Who: Jane (the author) and CJ Dieteman of Fairfax Station.
Where, when, why: Chile in March, five days on Easter Island and three days on the mainland. Seeing Easter Island was our goal. As a child, I read the book “Aku-Aku” by Thor Heyerdahl, and ever since, I had dreamed of seeing this fascinating place.
Highlights and high points: The main statues all around the island, more than 800 of them, were breathtaking. One very early morning — and I am decidedly not a morning person — we started out in the dark to drive to Ahu Tongariki to see the sun rise behind the 15 moai there, an island must-do. We found ourselves in a caravan with three other cars obviously headed to the same destination. There were about 30 of us waiting for the sun to come up. Waiting and waiting and waiting. Unfortunately, we never got a full sunrise, as it was a cloudy morning. Still, seeing the dark clouds streaked through with sunbeams behind the moai was a sight that I will never forget. Although the term “magical” is often overused, that is what it was — magical.
Cultural connection or disconnect: Trying to mail postcards from Easter Island took three visits to the post office. On the first, the postmistress informed us that there were no stamps available, and she wasn’t sure when they would get any. On the second visit, we got the story that the island no longer uses stamps, only electronic postage, which was also unavailable. We couldn’t figure out what we were doing wrong. Was there some cultural nicety that we were overlooking? Was it that the postmistress was just lonely and wanted some new people to talk to? Or was something sinister going on? On our third and last visit, we were finally able to buy stamps, affix them to our cards and mail them (and although it took a while, they eventually arrived).

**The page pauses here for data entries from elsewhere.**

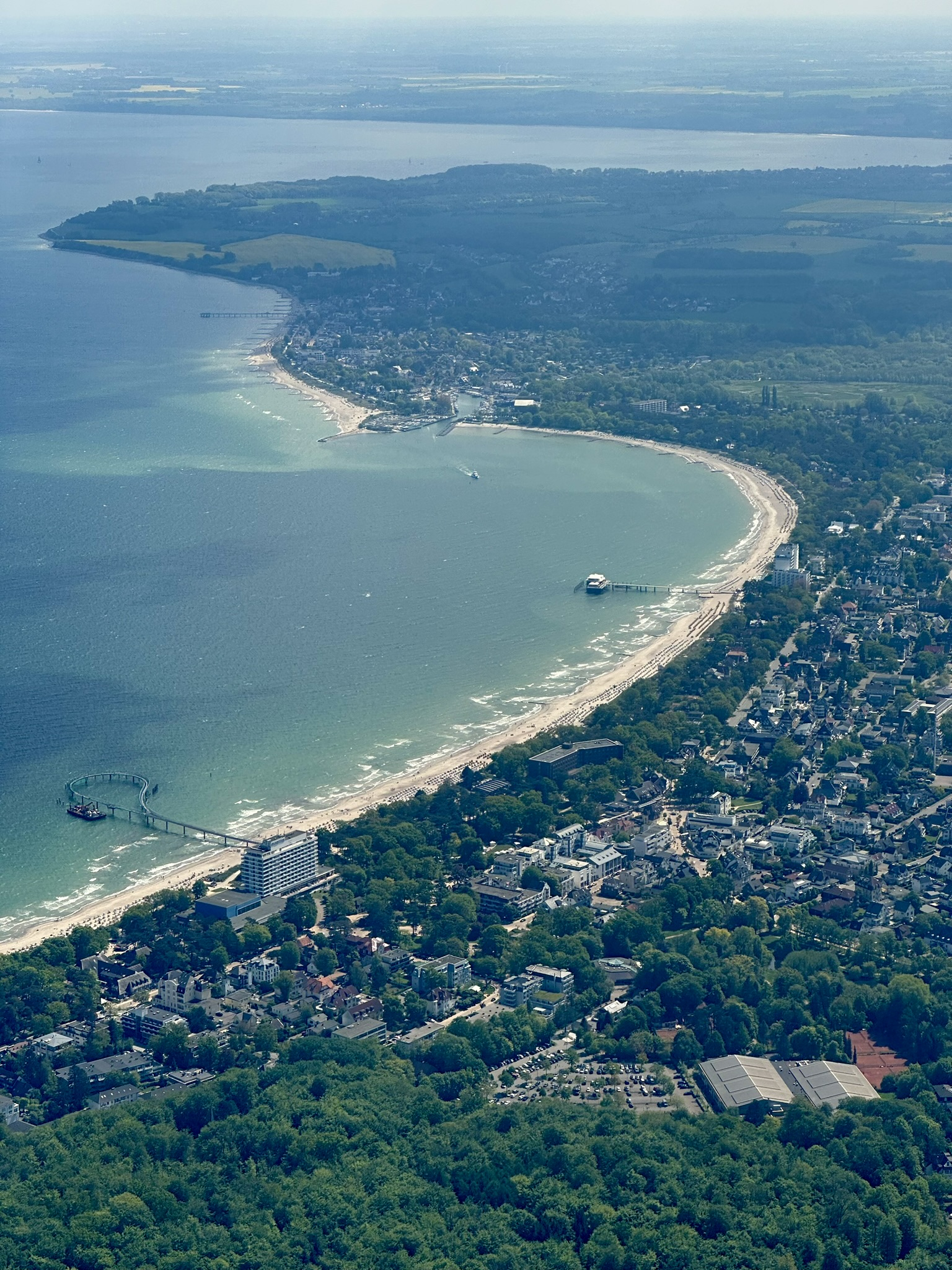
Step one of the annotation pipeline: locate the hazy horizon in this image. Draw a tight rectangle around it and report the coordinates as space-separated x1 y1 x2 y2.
6 0 952 30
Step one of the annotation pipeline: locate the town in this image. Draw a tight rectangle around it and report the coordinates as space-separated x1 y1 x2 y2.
0 482 952 1130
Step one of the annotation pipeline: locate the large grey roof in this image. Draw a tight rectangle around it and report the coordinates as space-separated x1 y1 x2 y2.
783 1059 879 1108
700 1054 793 1110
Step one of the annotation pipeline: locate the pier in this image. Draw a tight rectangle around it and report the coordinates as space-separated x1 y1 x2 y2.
66 772 259 847
574 578 718 597
198 313 279 321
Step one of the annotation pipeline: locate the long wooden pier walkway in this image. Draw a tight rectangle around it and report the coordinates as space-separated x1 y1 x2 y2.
575 578 720 598
198 313 279 320
66 772 259 847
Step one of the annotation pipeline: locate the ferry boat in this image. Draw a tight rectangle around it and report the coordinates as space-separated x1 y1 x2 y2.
66 802 105 820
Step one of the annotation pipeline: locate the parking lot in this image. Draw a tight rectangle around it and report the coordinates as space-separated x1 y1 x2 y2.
493 1046 702 1115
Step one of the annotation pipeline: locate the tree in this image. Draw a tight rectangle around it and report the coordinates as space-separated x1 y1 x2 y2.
150 1024 192 1070
185 1006 214 1032
311 949 338 974
677 758 725 802
368 956 390 996
767 737 803 779
281 894 317 935
274 970 294 1001
671 1028 705 1067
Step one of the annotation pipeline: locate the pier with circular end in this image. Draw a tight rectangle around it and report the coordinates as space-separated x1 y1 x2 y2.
66 772 259 847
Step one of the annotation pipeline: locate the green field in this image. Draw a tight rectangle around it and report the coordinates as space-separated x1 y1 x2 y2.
77 239 218 260
787 198 952 216
77 234 396 273
222 234 396 269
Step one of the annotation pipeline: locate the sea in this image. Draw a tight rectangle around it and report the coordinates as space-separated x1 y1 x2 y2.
0 110 950 933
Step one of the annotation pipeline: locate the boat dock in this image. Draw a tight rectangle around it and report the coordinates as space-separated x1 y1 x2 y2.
574 578 715 596
66 772 259 847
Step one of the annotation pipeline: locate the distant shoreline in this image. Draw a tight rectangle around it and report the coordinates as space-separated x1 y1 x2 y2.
0 386 797 952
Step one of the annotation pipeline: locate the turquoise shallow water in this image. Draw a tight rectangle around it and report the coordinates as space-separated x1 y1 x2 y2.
0 115 807 930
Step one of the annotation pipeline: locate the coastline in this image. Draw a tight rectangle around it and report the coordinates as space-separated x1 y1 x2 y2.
0 399 797 952
289 423 797 829
247 342 374 440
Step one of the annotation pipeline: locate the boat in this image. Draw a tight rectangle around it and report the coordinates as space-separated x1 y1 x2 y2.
66 802 105 820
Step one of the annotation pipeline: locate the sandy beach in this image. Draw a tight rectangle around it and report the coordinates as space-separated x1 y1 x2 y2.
0 406 797 952
285 423 797 829
247 344 373 437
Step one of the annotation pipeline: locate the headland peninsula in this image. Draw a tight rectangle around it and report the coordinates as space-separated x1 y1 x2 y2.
18 156 952 944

Biggest laugh or cry: Although Easter Island seemed far from overrun by tourists, you couldn’t tell that from the plane ride from Santiago. Since there were no seat assignments until the morning of the flight, you got a surprise when you got to the airport. It was not a good surprise. Upon boarding the plane, we found that we were in the middle seats in one of the middle rows. We had barely two inches of knee room before we banged into the seats in front of us. The trip to our dream island turned into a nightmare that lasted for five long, uncomfortable hours. By the end of the flight, we felt that we knew all the folks surrounding us intimately. Never were so many people in so many tiny seats happier to see their destination.
How unexpected: All the guidebooks had told us that the island would be crowded and that we should be prepared to be overwhelmed at all the archaeological sites. This turned out not to be true. We were alone at some sites, and at others there were just a handful of people in the area. We didn’t run into a single tour bus or large group of people the entire time we were exploring the island. It made visiting the sites so much more meaningful and contemplative. We were also prepared not to eat in the restaurants without a reservation. But we had some wonderful meals at some restaurants with million-dollar views where we just walked in. We were surprised by the bright-purple sweet potato dishes, the fact that there was gelato as good as Italy’s, and by the availability of as much ice as you might want. It was easier to get ice on Easter Island than in many places that we’ve visited in Europe.
Fondest memento or memory: The greatest gift was the fulfillment of a life-long dream. The island turned out to be even better than I had imagined. The sites were fascinating, the people were warm and welcoming, and every single thing we tried to do or see worked out perfectly, including seeing sea turtles. Even the weather cooperated. It would rain every day at about 6 p.m., just when we were relaxing on our porch from the day of touring. The rain would last about 10 minutes, and there was a beautiful rainbow every night. Obviously, we were meant to take this trip.